My dad’s stepfather’s brother (following so far?) was the head of Sherry-Lehman Wines in New York, Sam Aaron. I never knew the guy, but Charlie, my dad’s stepdad, always said if I ever needed tickets for the Tonight Show in New York, Sam would get them for me. Today, if you want tickets to see Jay Leno in Burbank on the “Tonight Show,” you write a few weeks in advance and you wait in line all afternoon and you get in—my family has done that.

In the 1960’s, a ticket to Johnny Carson’s show was not to be had—you had to write in a year or more in advance, and waiting in line at Rockefeller Center to go to the 61st floor studio in a crowded elevator…for free, you get what you get.

I found out that Eugene McCarthy was going to be on the “Tonight Show with Johnny Carson” in a week, so I called Charlie, who called Sam, and I got my 2 seats and drove to Manhattan from Hartford—3 hours in traffic—and saw my anti-Vietnam War hero tell his tale.

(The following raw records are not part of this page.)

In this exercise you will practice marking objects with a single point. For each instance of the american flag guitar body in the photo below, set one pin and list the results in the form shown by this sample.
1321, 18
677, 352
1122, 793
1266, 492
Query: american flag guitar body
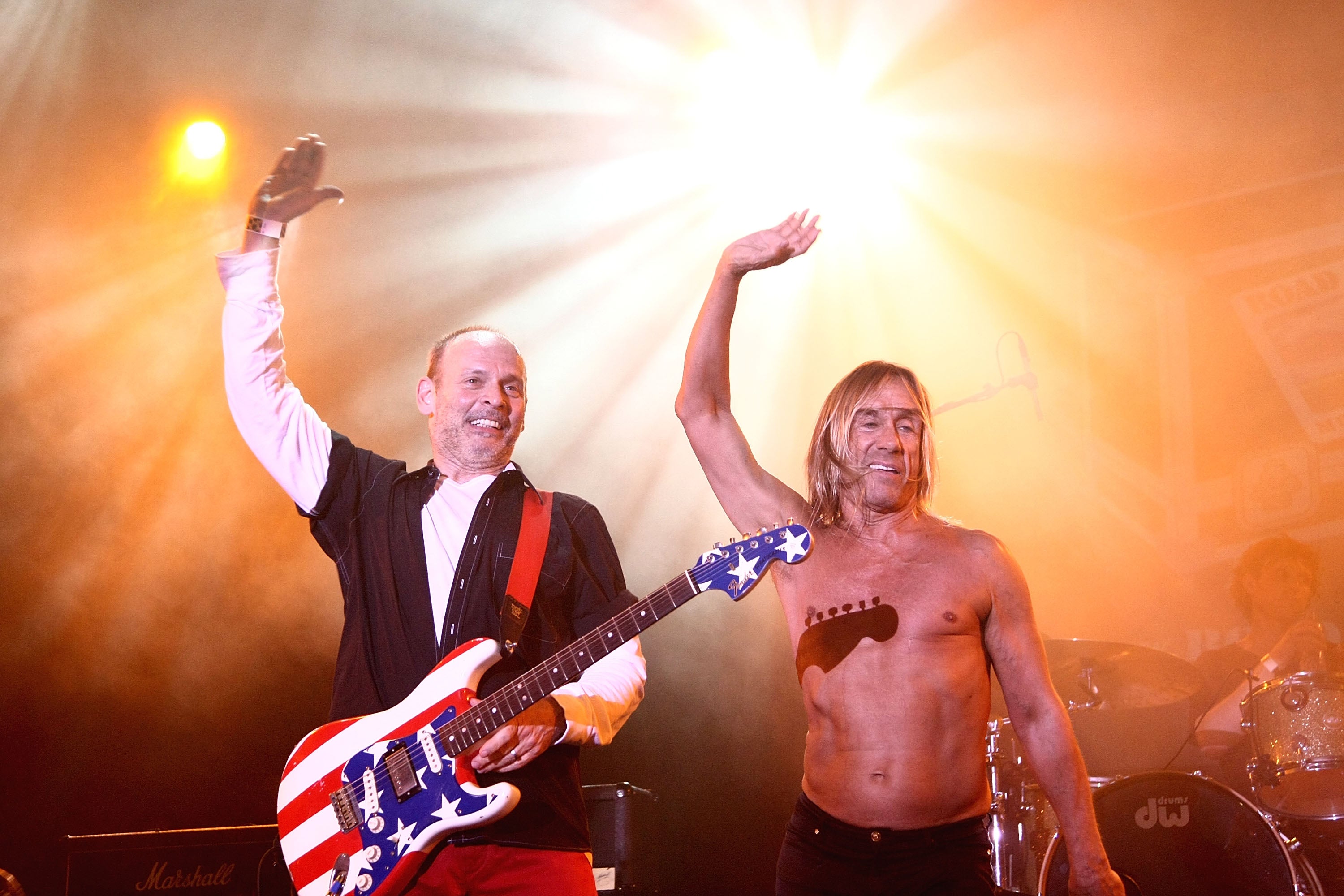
365, 801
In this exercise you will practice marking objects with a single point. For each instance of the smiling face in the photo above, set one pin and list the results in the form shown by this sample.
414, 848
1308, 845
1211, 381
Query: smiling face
1280, 590
873, 449
885, 447
475, 405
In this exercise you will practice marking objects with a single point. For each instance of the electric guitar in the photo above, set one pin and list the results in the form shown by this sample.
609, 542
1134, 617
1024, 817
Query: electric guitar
363, 801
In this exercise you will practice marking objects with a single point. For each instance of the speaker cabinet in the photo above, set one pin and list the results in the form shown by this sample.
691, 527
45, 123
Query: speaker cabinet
207, 862
623, 823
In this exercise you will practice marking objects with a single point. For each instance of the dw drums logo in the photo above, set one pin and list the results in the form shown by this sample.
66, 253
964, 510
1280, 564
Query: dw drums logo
1163, 812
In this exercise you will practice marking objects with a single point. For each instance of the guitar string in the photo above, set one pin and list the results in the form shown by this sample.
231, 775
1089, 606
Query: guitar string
416, 750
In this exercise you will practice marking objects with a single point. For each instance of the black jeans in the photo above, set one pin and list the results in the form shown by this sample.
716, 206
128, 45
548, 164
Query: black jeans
823, 856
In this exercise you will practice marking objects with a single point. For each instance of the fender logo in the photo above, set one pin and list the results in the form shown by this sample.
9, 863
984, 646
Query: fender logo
1158, 814
158, 878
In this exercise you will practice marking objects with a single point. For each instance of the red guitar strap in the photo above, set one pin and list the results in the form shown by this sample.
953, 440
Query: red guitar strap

For those of us willing to stay up past 11:30 at night, they would see the tape of the show on TV.

He’s still my hero. When Bobby Kennedy finally hitched his campaign wagon to the anti-Vietnam War movement because the handwriting was on the wall, and McCarthy was already embarrassing the hell out of Johnson, the incumbent, McCarthy wouldn’t give in and bow to Kennedy’s campaign. He should have, for the sake of the cause, but he had worked so hard and so long to get out his message, and Kennedy was co-opting that message with his celebrity-candidacy, and McCarthy’s ego wouldn’t cave. Well, no-one’s perfect.

The memories of McCarthy and his campaign seem like yesterday to me. His passing reminds us of his great work, and how much it applies to the events of our time right now.